Ultimately, we're after three main objectives
- Security and Compliance
- Monitoring and Onservability
- Cost Optimization
The first one is to make sure that our services are secure and that we comply with policies and regulations that are specifically relevant in our context. That means we need to manage things like data access and an audit trail.
The second one is the objective, keeping our users happy. That means we need to know if user experience degrades, hopefully by using SLOs, and what to do about it.
The final goal is managing the capacity required to run our services while ensuring that we optimize for cost.
Enterprise best practices
1) Centralize monitoring, auditing and observability data in a single place.
For services running on Google Cloud, we recommend using Cloud Operations to do just that. Having this information in a single repository with easy cross-team access greatly improves practices like architecture design, incident response, and root cause analysis.
For example, if I know the track record of historical reliability of my dependencies, I can better architect my own service to meet my reliability objectives. At the same time, I can do a better job of incident response if I can see whether the services I depend on are having an incident. It's really difficult to do things like this without having all this information in a single place.
2) Ensure that a clear and easily accessible audit trail exists for your services.
Using cloud audit logs to help answer questions like who did what, where, and when in your Google Cloud projects, and managing IAM controls to limit who has access to view audit logs.
Cloud Audit Logs provides the following audit logs for each Cloud project, folder, and organization:
- Admin Activity audit logs
- Data Access audit logs
- System Event audit logs
- Policy Denied audit logs
- As you make audit log configuration changes, use a test Google Cloud project to validate them before propagating to developer and production projects.

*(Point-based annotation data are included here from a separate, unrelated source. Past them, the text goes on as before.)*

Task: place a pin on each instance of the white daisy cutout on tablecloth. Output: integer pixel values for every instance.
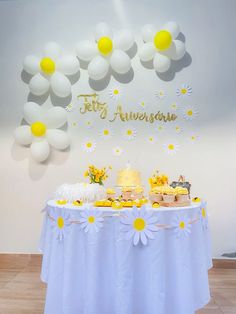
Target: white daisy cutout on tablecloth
(160, 94)
(106, 133)
(182, 227)
(203, 215)
(184, 91)
(106, 51)
(139, 225)
(51, 70)
(89, 145)
(115, 92)
(161, 46)
(117, 151)
(171, 148)
(91, 220)
(129, 133)
(190, 113)
(43, 130)
(60, 223)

- When considering how you grant access to audit logs across the organization, we recommend using a least privilege approach to granting permissions.
- Determine whether you need to export logs for longer-term retention
- Configure log sinks before you start receiving logs
- Set appropriate IAM controls against the export sink destination
Note that data access audit logs are off by default, except for BigQuery.
When you enable new Google Cloud Services, evaluate whether or not to enable data access audit logs for that new service.
3) Thoughtfully manage log retention and analysis.
Consider the various retention needs for compliance requirements, security and access analytics and event analytics.
The first way to do this is by using log views. You can use logs to control who has access to logs within your log buckets based on your needs and requirements.
Custom log views
Custom log views provides you with a granular way to control access to the logs in your log buckets.
You can also carefully control log retention by using project-level or aggregated sinks to export logs to BigQuery, Cloud Storage, and Pub/Sub for analytics, archival, or consumption by other systems.
Each of these do have their own mechanisms for controlling retention and access, and you should carefully consider those as you plan your retention strategy.
I hope these recommendations help you keep your services secure and to keep your users happy.